また、曹洞宗では坐禅は悟りを開くための手段ではなく、坐禅に打ち込む姿そのものが仏の姿を表しているととらえます。単に手段として修行するのではなく、修行と悟りを一体のものとするのが特徴です。
曹洞宗の開祖と歴史は?
曹洞宗の大元は中国の禅宗の1つであり、唐の禅僧であった洞山良价(とうざんりょうかい)が開祖です。日本における曹洞宗の開祖は道元で、鎌倉時代の初期に日本に伝えられました。
1200年に生まれた道元は臨済宗の建仁寺で修行した後に1223年頃に宋に渡り、当地の天童山で曹洞宗の教えを学びました。1227年頃に日本に帰国した道元は、ひたすら禅に打ち込むという教えを広めていきました。
道元の教えの特徴は、日常生活の行為の中に坐禅の修行に通じる価値を見出していることです。起床、食事、掃除などの身近な行為について、禅の修行の一環として行うように教えています。
道元は自らの教えを正伝の仏法であるとし、特定の宗派を称することを嫌っていましたが、道元の入滅後に次第に禅宗を名乗るようになりました。宗派として曹洞宗の名称を用いるようになったのは、11世紀半後半頃からとされています。
曹洞宗のお経はどんな意味?
・参同契(さんどうかい)
参同契は曹洞宗の重要な要素である禅について書かれたものです。8世紀頃に完成し、全部で44句の漢文でできています。文字数にすると220字となり、お経としては比較的短いのが特徴です。
短くて詠みやすいこともあって、奇数日などに朝の読経で参同契を唱える場合が多くなっています。言葉の流れは歌詞のように馴染みやすいですが、その中には一度では理解するのが難しい深い奥義が込めれれていると言われます。
・宝鏡三昧(ほうきょうざんまい)
宝鏡三昧は中国の曹洞宗の開祖とされる高僧である、洞山良价(とうざんりょうかい)によって記されたとされる禅についてのお経で、特に坐禅について説いたものとされています。成立は7世紀で、376文字からなる小篇です。
宝鏡三昧における宝鏡とは、宝のように優れた澄んだ鏡を意味し、釈迦の知恵の深さを鏡に例えたものです。三昧とは、坐禅の最中に精神が統一されて意識が澄み渡っているような状態のことで、熟練した禅の境地を意味します。
曹洞宗の本尊と脇侍は?
宗派の信仰の対象として最も尊重される本尊(ほんぞん)と、本尊の左右に祀られる脇侍(きょうじ)をご紹介します。

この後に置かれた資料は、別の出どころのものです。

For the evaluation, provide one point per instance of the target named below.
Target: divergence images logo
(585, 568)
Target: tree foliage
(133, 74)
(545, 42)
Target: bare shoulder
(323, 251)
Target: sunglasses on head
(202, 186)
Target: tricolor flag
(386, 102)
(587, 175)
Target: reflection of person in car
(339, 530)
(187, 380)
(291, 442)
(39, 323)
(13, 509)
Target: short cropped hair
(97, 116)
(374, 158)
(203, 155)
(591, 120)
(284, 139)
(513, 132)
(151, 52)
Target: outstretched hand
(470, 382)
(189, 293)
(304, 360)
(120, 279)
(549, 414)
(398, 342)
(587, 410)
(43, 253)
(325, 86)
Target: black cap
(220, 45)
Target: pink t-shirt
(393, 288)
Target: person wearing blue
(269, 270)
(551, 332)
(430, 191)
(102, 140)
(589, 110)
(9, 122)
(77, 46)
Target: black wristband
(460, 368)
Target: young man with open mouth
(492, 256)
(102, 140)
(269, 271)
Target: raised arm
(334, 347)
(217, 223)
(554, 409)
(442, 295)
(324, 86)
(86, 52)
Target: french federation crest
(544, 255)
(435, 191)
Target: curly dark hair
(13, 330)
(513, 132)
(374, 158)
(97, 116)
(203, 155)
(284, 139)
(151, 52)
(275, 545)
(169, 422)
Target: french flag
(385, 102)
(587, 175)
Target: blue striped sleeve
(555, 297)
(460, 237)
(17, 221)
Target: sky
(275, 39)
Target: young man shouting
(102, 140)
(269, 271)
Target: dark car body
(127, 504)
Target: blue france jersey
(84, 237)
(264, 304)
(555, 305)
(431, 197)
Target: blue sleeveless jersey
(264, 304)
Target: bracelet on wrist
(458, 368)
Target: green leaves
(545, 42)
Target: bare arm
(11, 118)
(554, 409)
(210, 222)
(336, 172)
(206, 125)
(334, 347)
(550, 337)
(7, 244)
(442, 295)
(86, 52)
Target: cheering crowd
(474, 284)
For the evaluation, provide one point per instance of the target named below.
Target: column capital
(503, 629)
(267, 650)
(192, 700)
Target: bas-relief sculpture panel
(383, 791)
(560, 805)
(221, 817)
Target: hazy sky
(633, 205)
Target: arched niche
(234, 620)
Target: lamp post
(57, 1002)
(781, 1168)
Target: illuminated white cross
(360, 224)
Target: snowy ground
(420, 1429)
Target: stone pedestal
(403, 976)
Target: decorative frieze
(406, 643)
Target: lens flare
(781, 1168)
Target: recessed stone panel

曹洞宗の本尊は多くの場合は釈迦如来です。釈迦如来は仏教の開祖である釈迦が悟りを得た後の姿を表したもので、いわゆるお釈迦様です。釈迦とは部族の名前で、王族として母の右脇から生まれたとされています。
曹洞宗が本尊とする釈迦如来の像は、多くの場合は座った姿勢の釈迦如来像が用いられます。菩提樹の下で悟りを開いたことを表すものです。
また、曹洞宗は禅宗の一派ですが、禅宗系は寺院によっては釈迦如来以外にも阿弥陀如来や観音菩薩を本尊とする場合もあります。
曹洞宗の脇侍は、常済大師と承陽大師があります。常済大師は多くの弟子を育てて禅宗を広め、承陽大師は禅の観点からどのように生きるかを示しました。常済大師は禅宗の母、承陽大師は父として敬われています。
曹洞宗の数珠と合掌の特徴は?
曹洞宗の正式な数珠は、人間が持つとされる煩悩を108個の主玉で表したものです。108玉の数珠を持つことで、自分の中の煩悩を消し去って心身を清めようとします。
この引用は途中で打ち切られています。